Secondo Schifani, la Regione ha scelto di rendere la misura più aderente alle esigenze concrete delle imprese, intervenendo sui passaggi applicativi e sulla flessibilità delle procedure. Il Fondo Sicilia diventa così lo strumento per accompagnare non soltanto il ristoro dei danni, ma anche la capacità di rilancio delle attività produttive.
Ammesse anche le spese già sostenute dopo l’evento
Una delle novità più rilevanti riguarda le spese ammissibili. Saranno infatti riconosciute anche quelle sostenute dopo l’evento calamitoso e prima della presentazione della domanda, purché finalizzate alla ripresa dell’attività. Si tratta di un passaggio importante per le imprese che, per necessità, hanno già avviato interventi urgenti senza attendere l’apertura formale della piattaforma.
È prevista inoltre la possibilità di una rendicontazione finale unica per gli interventi già conclusi, insieme a una maggiore flessibilità nella gestione degli stati di avanzamento lavori. Questa impostazione dovrebbe ridurre gli adempimenti per le aziende e accelerare i tempi di esame delle pratiche.

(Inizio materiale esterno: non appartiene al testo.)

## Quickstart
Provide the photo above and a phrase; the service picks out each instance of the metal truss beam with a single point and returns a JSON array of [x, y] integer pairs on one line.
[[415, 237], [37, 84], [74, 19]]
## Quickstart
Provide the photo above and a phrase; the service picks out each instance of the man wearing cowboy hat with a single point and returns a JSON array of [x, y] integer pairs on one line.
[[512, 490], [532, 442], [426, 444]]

Anche l’iter istruttorio sarà semplificato, con tempi rapidi da parte di Irfis. Il merito creditizio sarà valutato in chiave prospettica, considerando la capacità dell’impresa di ripartire e generare continuità economica, invece di limitarsi a una fotografia statica della situazione successiva al danno.

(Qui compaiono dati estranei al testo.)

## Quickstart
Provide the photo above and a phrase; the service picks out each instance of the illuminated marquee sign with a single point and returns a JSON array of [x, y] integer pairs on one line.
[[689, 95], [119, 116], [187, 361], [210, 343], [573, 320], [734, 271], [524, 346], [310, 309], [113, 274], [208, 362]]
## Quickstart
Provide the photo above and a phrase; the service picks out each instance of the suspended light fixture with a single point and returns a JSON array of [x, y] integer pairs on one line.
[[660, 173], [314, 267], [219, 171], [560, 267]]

Copertura fino al 100 per cento degli investimenti
La misura può coprire fino al 100 per cento degli investimenti ammessi. La struttura dell’agevolazione prevede il 60 per cento sotto forma di finanziamento a tasso zero e il 40 per cento come contributo a fondo perduto. Sono ammesse anche le spese tecniche, entro il limite del 4 per cento dell’investimento.

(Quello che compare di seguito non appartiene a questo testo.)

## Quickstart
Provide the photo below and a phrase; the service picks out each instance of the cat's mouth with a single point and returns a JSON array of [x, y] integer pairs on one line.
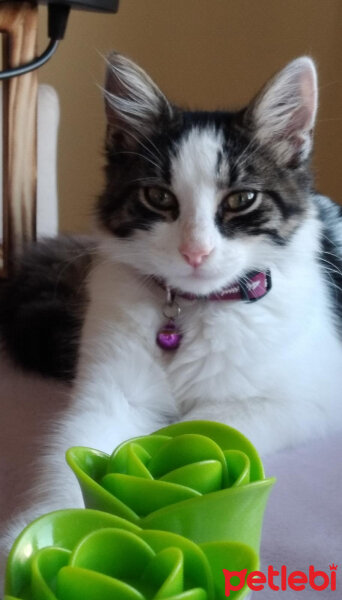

Il sostegno è destinato alle imprese colpite dal ciclone Harry e dalla frana di Niscemi, con l’obiettivo di favorire interventi legati alla ripresa dell’attività produttiva, al ripristino delle condizioni operative e alla ricostruzione della capacità economica compromessa dagli eventi.
Con le semplificazioni annunciate, la Regione punta a trasformare la fase post-emergenziale in un percorso di ripartenza più accessibile. La possibilità di riconoscere spese già sostenute, la rendicontazione unica per lavori conclusi e la valutazione prospettica del merito creditizio rappresentano i principali correttivi introdotti per rispondere alle richieste arrivate dal mondo produttivo.